On that evening, as I have said, the words which followed that prophetic phrase affected us most. Piers at once asked about the “bad” room but Rosario, in the finest tradition of tellers of ghost stories, did not admit to knowing precisely which room it was. People who talked about it said the visitor knows.The room would declare itself.
“They say that those who go into the room never come out again.”
We were suitably impressed. “Do you mean they disappear, Rosario?” asked my brother.
“I don’t know. I cannot tell you. People don’t see them again – that is what they say.”
“But it’s a big house, you said.There must be a lot of rooms. If you knew which was the haunted room you could simply avoid it, couldn’t you?”
Rosario laughed. I don’t think she ever believed any of it or was ever afraid. “Perhaps you don’t know until you are in this room and then it is too late. How do you like that?”
“Very much,” said Piers. “It’s wonderfully si
nister. Has anyone ever disappeared?”
“The cousin of Carmela Valdez disappeared. They say he broke a window and got in because there were things to steal, he was very bad, he did no work.” She sought for a suitable phrase and brought it out slightly wrong. “The black goat of the family.” Rosario was justly proud of her English and only looked smug when we laughed at her. Perhaps she could already hear the admiration in Piers’s laughter. “He disappeared, it is true, but only to a prison in Barcelona, I think.”
The meaning of golondro she refused to tell Piers. He must look it up. That way he would be more likely to remember it. Piers went to find the dictionary he and Rosario would use and there it was: a whim, a desire.
“The little house of desire,” said Piers. “You can’t imagine an English house called that, can you?”
My mother came out then with supper for us and cold drinks on a tray. No more was said about the Casita that night and the subject was not raised again for a while. Next day Piers began his Spanish lessons with Rosario. We always stayed indoors for a few hours after lunch, siesta time, the heat being too fierce for comfort between two and four. But adolescents can’t sleep in the daytime. I would wander about, fretting for the magic hour of four to come round. I read or wrote in the diary I was keeping or gazed from my bedroom window across the yellow hills with their crowns of grey olives and their embroidery of bay and juniper, like dark upright stitches on a tapestry, and now I knew of its existence, speculated about the location of the house with the sinister room in it.

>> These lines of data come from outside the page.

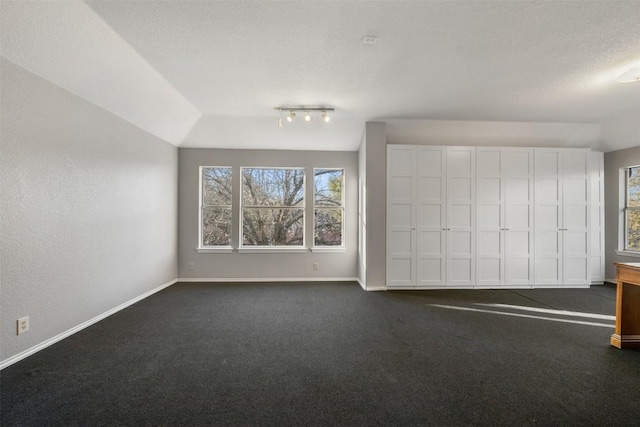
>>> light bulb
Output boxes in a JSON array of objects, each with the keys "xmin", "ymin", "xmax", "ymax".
[{"xmin": 616, "ymin": 67, "xmax": 640, "ymax": 83}]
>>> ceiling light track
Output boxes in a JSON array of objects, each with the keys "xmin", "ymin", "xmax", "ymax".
[{"xmin": 273, "ymin": 105, "xmax": 335, "ymax": 128}]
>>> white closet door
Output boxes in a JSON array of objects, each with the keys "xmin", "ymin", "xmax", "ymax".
[
  {"xmin": 476, "ymin": 148, "xmax": 505, "ymax": 288},
  {"xmin": 476, "ymin": 148, "xmax": 533, "ymax": 288},
  {"xmin": 416, "ymin": 146, "xmax": 446, "ymax": 287},
  {"xmin": 387, "ymin": 145, "xmax": 416, "ymax": 288},
  {"xmin": 446, "ymin": 147, "xmax": 475, "ymax": 288},
  {"xmin": 534, "ymin": 148, "xmax": 563, "ymax": 286},
  {"xmin": 562, "ymin": 149, "xmax": 591, "ymax": 286},
  {"xmin": 502, "ymin": 148, "xmax": 533, "ymax": 287}
]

Piers and Rosario took over the cool white dining room with its furnishings of dark carved wood for their daily lesson. They had imposed no embargo on others entering. Humbly, they perhaps felt that what they were doing was hardly important enough for that, and my mother would go in to sit at the desk and write a letter while Concepçion, who cleaned and cooked for us, would put silver away in one of the drawers of the press or cover the table with a clean lace cloth. I wandered in and out, listening not to Rosario’s words but to her patient tone and scholarly manner. Once I saw her correct Piers’s pronunciation by placing a finger on his lips. She laid on his lips the finger on which she wore a ring with two tiny turquoises in a gold setting, holding it there as if to model his mouth round the soft guttural. And I saw them close together, side by side, my brother’s smooth dark head, so elegantly shaped, Rosario’s crown of red-brown hair, flowing over her shoulders, a cloak of it, that always seemed to me like a cape of polished wood, with the depth and grain and gleam of wood, as if she were a nymph carved from the trunk of a tree.